Development matters

April 04, 2003

IT'S GOOD THAT Baltimore Mayor Martin O'Malley is concerned about the safety of the nation's cities. But there's an issue closer to home that requires his attention as well.

Consider: Since the beginning of November, when Charles C. Graves III moved to Atlanta, Baltimore has been without a planning director. Soon thereafter, Laurie Schwartz, who was the deputy mayor in charge of development, resigned and was not replaced. Now Alexandra Hughes, who has represented Mr. O'Malley on the planning commission since then, is leaving. Meanwhile, the mayor is sitting on a list of three finalists for the planning director's job.

The mayor's indifference is disappointing, but not surprising. Planning blueprints, zoning and financing arrangements fail to excite him. That's why he ought to have a team of experienced top-level advisers flagging his attention to important policy and development issues.
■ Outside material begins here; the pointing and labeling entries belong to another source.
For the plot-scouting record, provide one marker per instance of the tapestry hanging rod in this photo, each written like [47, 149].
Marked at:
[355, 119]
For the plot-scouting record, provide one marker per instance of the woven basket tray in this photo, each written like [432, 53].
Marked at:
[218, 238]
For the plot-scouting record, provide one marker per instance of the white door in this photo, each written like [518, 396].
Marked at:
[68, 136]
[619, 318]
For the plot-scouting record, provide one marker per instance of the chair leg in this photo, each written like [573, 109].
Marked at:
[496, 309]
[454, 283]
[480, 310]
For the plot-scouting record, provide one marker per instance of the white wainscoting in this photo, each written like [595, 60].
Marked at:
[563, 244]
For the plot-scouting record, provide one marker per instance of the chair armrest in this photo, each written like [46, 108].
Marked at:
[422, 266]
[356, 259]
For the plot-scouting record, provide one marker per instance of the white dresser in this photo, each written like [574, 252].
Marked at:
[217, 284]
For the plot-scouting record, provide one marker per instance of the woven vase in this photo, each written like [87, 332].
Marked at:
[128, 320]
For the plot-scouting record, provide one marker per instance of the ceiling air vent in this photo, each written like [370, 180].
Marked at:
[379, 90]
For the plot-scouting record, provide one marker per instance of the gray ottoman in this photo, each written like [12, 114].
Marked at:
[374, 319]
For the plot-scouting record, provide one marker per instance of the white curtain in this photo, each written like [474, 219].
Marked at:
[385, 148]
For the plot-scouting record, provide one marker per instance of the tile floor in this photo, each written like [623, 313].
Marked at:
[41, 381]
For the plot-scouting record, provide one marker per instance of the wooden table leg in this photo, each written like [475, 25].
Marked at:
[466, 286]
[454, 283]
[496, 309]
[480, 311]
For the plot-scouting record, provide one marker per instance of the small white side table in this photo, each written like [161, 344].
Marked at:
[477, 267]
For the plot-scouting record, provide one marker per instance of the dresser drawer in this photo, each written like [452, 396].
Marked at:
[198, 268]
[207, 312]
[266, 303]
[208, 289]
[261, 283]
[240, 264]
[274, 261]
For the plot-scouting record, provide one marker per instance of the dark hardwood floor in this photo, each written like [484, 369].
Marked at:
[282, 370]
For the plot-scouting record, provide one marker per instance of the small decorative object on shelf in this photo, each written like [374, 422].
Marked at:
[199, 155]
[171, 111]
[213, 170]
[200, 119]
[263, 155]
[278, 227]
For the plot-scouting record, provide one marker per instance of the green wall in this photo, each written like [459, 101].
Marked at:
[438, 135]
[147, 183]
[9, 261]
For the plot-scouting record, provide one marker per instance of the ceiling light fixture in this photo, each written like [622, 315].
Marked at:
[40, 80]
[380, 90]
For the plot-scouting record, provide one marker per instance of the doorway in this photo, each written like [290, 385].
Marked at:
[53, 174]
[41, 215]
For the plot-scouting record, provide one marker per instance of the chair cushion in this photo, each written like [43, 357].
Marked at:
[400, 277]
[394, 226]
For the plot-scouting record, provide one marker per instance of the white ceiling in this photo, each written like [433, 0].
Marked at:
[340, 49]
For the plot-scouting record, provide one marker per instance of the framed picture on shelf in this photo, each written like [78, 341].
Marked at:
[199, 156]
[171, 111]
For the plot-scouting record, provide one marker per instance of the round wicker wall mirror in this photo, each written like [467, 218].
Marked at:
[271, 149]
With 18 months remaining in his first term, the mayor should focus on a number of questions that are pivotal for Baltimore's future.

Mayor O'Malley must initiate an overall land-use plan for residential and commercial areas that are being abandoned.

Without such a comprehensive strategy, his ambitious goal for the city to acquire 5,000 vacant houses for redevelopment makes little sense. The mayor must seize this opportunity to remake the city by establishing a land bank to coordinate these activities.

A population goal must be set for a future Baltimore.

Since 1950, the city has lost one-third of its residents. If the city does not start growing again, more neighborhoods will wither away and the economy will constrict. A drive is needed to recruit new residents, focusing on homebuyers from the District of Columbia area in particular as well as immigrants. That's the quickest way to increase population and reinvigorate the economy.

Neighborhood revitalization must be linked to efforts to improve public transit in Baltimore.

As housing prices and traffic congestion keep increasing around the region, living in Baltimore offers distinct advantages. The long-term viability of many west- and east-side residential neighborhoods is tied to a proposed rail line that would connect Woodlawn and White Marsh. Such a line, like the existing passenger service between Perryville and Washington, would offer commuting flexibility to city residents.

Further harbor development must be mapped out.

With the booming shoreline from Canton to Locust Point being built out, the city must rethink the rest of the underused harbor. Should Locust Point continue to be restricted to industrial purposes? What would be the best uses along the Middle Branch from Westport to Brooklyn? That neglected area could be the next Inner Harbor.

These are just a few of the planning opportunities that City Hall is not pursuing because no one is focusing on them. There are other efforts that must be nurtured and completed, including the long-overdue revision of the city's zoning code.

Despite the rocky national economy, real estate investors keep showing a remarkable interest in Baltimore. Key projects are moving ahead, including the redevelopment of the old retail area near Lexington Market. But even more could be done. For that to happen, though, Mayor O'Malley must develop an interest in planning issues. And the first step in that direction is to name a planning director.